Zaharoff ip cambazı gibidir, dengeleri iyi kollar. Oxford’da Fransız Dili Kürsüsü kurdururken, Sorbonne’da İngiliz Edebiyatı Kürsüsünün masraflarını karşılar. Hem Tatavla Rumlarına para yağdırır, hem de İttihatçılarla arayı sıcak tutar.

Sırtlanlar iş başında
1. Cihan harbinden mağlup ayrılınca akbabalar başımıza üşüşür, cesedimizden pay kapmaya çalışırlar. Lord Curzon’a göre İngilizler Osmanlının elinden Arabistan’ı, Irak’ı, Suriye’yi, Filistin’i, Ermenistan’ı, Kilikyayı aldığına göre artık kenarda durmalıdırlar. Türkleri Avrupa’dan kesinkes atmalı ama Anadolu’da Ankara merkezli cılız bir devleti yaşatmalıdırlar.

İngiltere hayli yorgundur, petrol yataklarına çöreklenip alacağını aldıktan sonra iyice mahmurlaşır. İngiliz Başbakanı Lloyd George, Lord Curzon gibi düşünmez, Türkleri ezip sindirecek bir “taşaron” arar.
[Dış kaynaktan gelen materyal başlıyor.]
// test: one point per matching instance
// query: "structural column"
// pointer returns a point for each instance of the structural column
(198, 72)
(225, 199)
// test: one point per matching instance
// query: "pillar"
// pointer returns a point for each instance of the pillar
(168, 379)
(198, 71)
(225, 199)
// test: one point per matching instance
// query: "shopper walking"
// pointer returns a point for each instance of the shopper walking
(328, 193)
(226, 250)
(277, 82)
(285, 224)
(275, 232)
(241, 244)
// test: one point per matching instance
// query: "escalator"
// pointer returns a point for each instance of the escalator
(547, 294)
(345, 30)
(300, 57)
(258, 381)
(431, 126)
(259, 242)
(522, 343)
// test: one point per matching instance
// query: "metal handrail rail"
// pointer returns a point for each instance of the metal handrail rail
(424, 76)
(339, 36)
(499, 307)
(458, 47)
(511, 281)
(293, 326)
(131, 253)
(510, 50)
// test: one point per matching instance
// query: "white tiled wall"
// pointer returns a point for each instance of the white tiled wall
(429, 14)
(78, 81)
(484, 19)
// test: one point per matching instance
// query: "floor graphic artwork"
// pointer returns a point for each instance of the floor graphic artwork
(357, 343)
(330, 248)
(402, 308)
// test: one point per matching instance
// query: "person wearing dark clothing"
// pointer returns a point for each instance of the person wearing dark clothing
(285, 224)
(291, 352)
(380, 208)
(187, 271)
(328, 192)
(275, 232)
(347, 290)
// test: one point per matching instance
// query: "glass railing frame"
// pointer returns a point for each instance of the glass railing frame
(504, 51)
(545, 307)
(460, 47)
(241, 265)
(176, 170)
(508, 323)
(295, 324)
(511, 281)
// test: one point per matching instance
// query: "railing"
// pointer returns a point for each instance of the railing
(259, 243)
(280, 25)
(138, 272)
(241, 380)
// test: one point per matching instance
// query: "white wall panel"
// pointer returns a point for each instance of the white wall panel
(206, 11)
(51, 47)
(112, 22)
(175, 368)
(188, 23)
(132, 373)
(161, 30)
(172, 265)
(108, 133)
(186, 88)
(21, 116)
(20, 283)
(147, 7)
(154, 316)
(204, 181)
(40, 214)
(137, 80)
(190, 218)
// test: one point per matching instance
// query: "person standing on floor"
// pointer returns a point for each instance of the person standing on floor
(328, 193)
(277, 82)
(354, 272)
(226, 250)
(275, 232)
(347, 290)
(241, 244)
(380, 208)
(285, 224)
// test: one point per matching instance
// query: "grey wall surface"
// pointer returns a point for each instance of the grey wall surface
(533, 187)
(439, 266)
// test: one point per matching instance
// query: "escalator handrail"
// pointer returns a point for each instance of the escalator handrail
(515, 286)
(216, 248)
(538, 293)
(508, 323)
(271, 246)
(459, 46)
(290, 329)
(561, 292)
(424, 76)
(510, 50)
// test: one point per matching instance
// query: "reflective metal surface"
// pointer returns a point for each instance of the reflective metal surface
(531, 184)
Ancak bu işi Fransızlara ve İtalyanlara da bırakamaz, zira Akdenizde güçlenmelerinden korkar. Ama Yunanlılar İngiltere’ye asla rakip olamazlar. Kaldı ki Türklere saldırmaya pek heveslidirler, bu işi en iyi onlar yapar.
Bu arada Mr. Zaharoff, Musul’da petrol işine girer ve deli paralar kazanır ama bu yağma ilelebed sürecek değildir ya. Şimdi nazarları bir başka yere çekmeli dikkatleri dağıtmalıdır.

Bu yüzden Türk Yunan savaşını alevlendirmek için elinden geleni yapar. Başbakan Lloyd sırf haçın hilalden öç alabilmesi için riske katlanır. Kaldı ki o ve ekibi Venizelos’un Perikles’ten sonra yetişmiş en büyük Yunanlı olduğuna inanacak kadar saftırlar.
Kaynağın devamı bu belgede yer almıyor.